Chinese fossil reveals evolution of skin in feathered dinosaurs
The Hindu
A new fossil of the Cretaceous Period dinosaur Psittacosaurus, a dog-sized herbivore with a parrot-like beak, that was donated to a Chinese university came with a surprise - one revealed only after scientists viewed it under ultraviolet light
A new fossil of the Cretaceous Period dinosaur Psittacosaurus, a dog-sized herbivore with a parrot-like beak, that was donated to a Chinese university came with a surprise - one revealed only after scientists viewed it under ultraviolet light.
It retained large patches of beautifully preserved skin, down to its cellular structure, providing new insight into skin evolution in feathered dinosaurs. The fossil points to "zoned development" in the skin of these dinosaurs, researchers said, with Psittacosaurus and probably other feathered dinosaurs possessing scaly, reptile-like skin on body regions without feathers, with soft, bird-like skin on areas with feathers.
"Initially we didn't really have much hope of finding any soft tissues because, to the naked eye, our specimen appears to preserve only the bones.

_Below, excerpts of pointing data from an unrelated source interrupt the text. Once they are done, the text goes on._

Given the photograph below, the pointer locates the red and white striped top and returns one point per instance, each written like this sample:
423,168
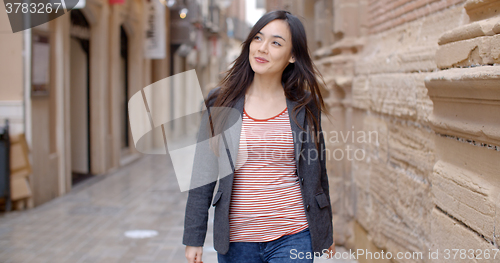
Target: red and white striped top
266,202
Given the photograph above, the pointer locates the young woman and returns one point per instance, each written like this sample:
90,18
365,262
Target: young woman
274,206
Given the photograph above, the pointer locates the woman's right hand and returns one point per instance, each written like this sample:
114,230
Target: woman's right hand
193,254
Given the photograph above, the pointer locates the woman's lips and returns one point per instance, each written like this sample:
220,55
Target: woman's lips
261,60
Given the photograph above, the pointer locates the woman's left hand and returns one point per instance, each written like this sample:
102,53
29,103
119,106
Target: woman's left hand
331,251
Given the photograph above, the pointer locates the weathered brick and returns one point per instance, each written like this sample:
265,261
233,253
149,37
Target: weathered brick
398,94
477,51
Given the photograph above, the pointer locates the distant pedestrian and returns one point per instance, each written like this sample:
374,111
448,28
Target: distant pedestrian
274,206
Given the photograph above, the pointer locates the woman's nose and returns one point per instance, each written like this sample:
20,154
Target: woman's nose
263,48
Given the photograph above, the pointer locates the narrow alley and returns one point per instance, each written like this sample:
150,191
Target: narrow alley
89,223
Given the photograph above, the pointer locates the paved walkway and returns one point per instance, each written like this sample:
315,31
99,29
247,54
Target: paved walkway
89,223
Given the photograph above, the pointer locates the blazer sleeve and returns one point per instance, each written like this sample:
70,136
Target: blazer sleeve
324,175
205,169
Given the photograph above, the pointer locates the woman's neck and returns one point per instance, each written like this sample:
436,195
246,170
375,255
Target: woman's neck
265,86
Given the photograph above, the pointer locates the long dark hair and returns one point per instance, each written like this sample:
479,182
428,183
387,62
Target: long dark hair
297,78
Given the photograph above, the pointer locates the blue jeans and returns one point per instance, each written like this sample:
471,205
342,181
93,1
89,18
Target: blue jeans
288,248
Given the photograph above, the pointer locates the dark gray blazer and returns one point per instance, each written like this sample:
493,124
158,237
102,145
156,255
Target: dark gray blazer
311,172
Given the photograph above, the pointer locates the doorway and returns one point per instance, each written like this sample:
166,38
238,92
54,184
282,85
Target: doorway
79,97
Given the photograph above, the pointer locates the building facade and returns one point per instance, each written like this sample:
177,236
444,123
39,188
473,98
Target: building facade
412,87
67,82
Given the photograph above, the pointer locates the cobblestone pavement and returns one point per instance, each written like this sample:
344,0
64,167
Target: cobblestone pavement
88,224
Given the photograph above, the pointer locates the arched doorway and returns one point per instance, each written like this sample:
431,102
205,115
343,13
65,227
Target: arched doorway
79,96
124,91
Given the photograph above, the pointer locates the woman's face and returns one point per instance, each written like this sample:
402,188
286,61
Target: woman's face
271,48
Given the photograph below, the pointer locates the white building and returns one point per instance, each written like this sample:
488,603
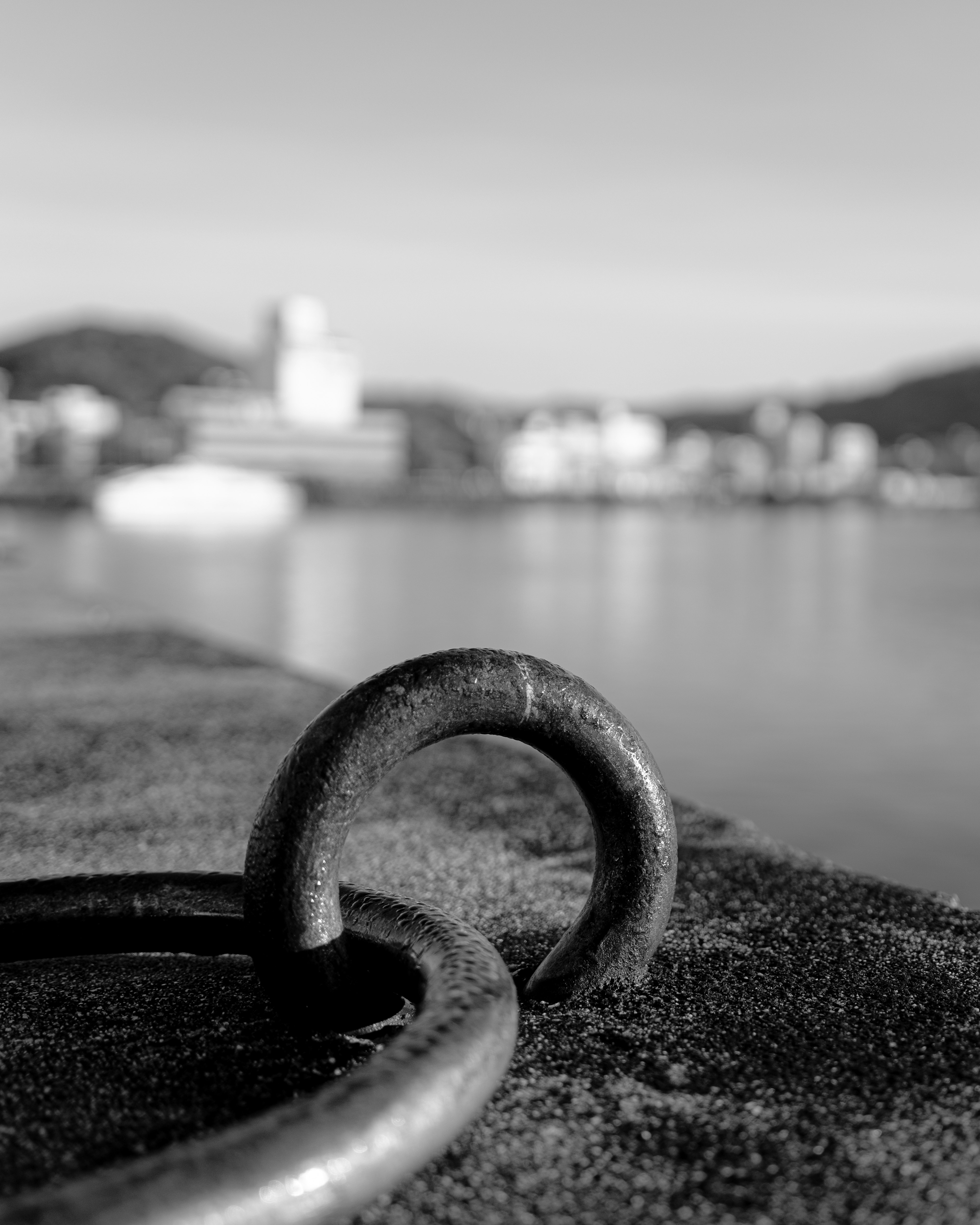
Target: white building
581,455
303,417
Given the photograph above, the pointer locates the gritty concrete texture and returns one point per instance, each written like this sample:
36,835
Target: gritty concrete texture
805,1047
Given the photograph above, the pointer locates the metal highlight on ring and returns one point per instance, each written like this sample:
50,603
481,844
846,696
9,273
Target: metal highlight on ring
292,902
314,1158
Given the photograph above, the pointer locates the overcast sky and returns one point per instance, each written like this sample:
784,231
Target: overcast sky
514,198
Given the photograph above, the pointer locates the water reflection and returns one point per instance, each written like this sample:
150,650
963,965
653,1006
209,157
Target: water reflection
814,671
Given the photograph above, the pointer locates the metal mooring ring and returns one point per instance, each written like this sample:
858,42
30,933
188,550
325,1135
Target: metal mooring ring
314,1158
292,903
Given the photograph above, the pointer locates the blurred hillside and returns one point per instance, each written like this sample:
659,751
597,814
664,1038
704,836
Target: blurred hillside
138,368
927,406
135,369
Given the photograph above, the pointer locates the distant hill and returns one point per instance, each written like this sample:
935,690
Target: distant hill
925,406
134,368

We didn't give up, though, because we knew that during fossilization soft tissues can be replaced by minerals, which may blend in with the sediments," said Zixiao Yang, a postdoctoral researcher in paleontology at University College Cork in Ireland and lead author of the study published on Tuesday in the journal Nature Communications.
"When I turned on the UV light, I could feel my heart almost skip a beat. Large patches of scaly skin, covering the chest and belly, were glowing in a striking golden-yellow color under the UV. The fossil skin looked really exquisite, covered by tiny, rounded scales of about one millimeter wide," Yang said.

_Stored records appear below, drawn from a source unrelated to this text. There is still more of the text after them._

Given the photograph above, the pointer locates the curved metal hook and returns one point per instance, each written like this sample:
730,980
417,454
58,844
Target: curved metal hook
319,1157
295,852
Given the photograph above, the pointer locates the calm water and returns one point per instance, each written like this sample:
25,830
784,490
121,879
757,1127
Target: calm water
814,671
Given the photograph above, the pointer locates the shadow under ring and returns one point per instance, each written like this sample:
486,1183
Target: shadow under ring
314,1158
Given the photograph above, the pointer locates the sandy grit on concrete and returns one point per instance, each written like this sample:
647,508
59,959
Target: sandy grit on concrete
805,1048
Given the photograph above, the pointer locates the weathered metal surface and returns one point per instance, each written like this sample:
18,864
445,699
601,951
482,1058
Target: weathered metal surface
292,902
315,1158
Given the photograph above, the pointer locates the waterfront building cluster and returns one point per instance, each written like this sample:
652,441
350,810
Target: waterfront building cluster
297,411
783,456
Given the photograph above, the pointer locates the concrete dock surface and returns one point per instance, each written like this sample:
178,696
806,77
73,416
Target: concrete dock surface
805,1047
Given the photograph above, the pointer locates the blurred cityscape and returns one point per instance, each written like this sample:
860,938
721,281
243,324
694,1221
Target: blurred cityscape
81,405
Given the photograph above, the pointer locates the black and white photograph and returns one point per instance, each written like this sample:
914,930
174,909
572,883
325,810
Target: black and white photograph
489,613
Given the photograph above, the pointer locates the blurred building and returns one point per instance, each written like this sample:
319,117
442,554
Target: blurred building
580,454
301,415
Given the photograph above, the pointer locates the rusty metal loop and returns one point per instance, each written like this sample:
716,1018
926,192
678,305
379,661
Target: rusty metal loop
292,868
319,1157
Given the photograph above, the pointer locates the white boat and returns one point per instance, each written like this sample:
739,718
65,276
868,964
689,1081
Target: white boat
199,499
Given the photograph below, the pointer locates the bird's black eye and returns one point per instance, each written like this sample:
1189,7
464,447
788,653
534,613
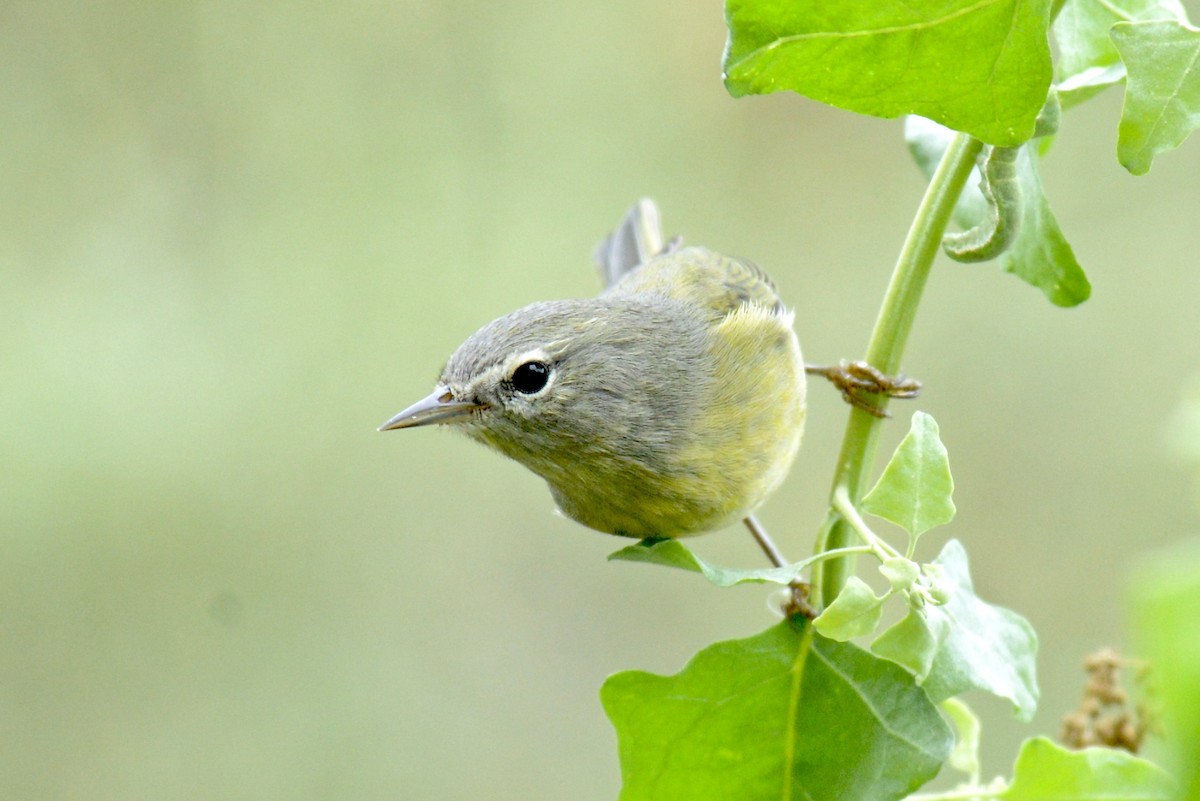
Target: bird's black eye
531,378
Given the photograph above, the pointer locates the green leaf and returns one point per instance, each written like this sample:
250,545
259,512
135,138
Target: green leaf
1041,254
672,553
1162,104
1081,30
912,642
916,487
856,612
966,643
981,66
785,714
965,757
1049,772
1165,596
1089,83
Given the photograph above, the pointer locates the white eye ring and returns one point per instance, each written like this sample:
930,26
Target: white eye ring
531,378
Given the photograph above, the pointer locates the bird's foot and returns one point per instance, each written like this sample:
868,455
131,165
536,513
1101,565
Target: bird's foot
858,380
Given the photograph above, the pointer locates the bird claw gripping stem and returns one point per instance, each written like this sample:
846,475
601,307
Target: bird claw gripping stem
857,380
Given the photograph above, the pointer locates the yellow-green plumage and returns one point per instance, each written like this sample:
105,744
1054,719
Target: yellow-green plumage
673,402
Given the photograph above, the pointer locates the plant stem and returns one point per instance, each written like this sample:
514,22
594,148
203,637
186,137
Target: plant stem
888,338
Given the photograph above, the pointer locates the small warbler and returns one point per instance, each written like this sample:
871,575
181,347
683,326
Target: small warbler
670,405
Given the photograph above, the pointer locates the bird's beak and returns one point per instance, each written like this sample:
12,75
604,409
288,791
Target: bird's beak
439,408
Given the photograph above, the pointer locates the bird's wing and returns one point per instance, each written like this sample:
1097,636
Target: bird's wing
636,240
696,275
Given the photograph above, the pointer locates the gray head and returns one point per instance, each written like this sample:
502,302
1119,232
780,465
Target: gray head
576,385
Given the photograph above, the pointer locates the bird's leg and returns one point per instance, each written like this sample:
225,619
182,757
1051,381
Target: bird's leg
858,379
798,603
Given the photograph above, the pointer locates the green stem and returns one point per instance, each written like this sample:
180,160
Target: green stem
888,338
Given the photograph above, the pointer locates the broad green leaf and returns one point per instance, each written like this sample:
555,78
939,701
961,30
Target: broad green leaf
966,643
984,646
1162,103
785,714
1081,30
912,642
853,613
916,487
981,66
1165,594
672,553
1045,771
1041,254
965,757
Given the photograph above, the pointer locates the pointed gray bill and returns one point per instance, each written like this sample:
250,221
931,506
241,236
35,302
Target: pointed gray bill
438,408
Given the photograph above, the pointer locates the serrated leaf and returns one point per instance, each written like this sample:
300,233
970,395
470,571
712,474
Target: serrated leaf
1162,104
916,487
672,553
1041,254
1081,30
856,612
1165,595
784,714
912,642
981,646
900,572
965,757
976,66
1049,772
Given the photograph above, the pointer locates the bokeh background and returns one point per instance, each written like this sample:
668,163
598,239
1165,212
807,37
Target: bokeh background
235,238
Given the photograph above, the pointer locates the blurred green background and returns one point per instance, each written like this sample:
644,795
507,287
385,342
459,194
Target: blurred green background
238,236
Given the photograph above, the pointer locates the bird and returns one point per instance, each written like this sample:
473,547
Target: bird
670,405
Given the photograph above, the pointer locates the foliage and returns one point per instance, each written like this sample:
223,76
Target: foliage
798,710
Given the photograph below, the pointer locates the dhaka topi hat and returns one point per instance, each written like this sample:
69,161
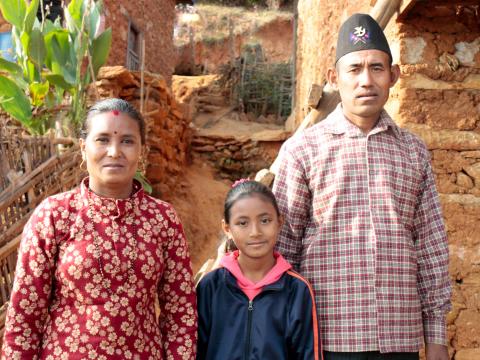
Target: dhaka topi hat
361,32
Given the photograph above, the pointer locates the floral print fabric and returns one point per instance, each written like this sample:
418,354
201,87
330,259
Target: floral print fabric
63,307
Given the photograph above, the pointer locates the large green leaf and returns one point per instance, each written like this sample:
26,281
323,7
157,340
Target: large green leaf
10,67
100,49
94,19
36,48
59,55
14,12
14,101
58,80
31,16
38,91
75,11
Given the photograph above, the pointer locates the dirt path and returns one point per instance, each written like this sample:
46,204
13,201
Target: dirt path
199,203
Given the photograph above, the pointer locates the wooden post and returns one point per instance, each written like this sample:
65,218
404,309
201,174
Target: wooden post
142,73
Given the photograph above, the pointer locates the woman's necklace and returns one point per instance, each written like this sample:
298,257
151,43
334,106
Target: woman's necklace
132,255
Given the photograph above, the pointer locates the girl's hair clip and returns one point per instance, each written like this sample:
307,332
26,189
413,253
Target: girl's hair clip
240,181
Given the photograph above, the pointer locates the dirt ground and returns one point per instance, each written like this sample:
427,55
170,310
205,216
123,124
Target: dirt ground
199,202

Fossils of any soft tissues are rare. Skin fossils of this quality are rarer still.
Unearthed in northeastern China, the nearly complete fossil, dating to roughly 130 million years ago, is of a juvenile Psittacosaurus (pronounced SIT-ak-oh-sawr-us), about 2-1/4 feet (66 cm) long and approximately 3 years old when it died. It was donated in 2021 to Nanjing University from a private collection.
Psittacosaurus is an early member of the horned dinosaur lineage, called ceratopsians, that later produced large beasts like Triceratops. Psittacosaurus itself lacked horns. Its name means "parrot lizard" based on its protruding beak, adapted for eating plants.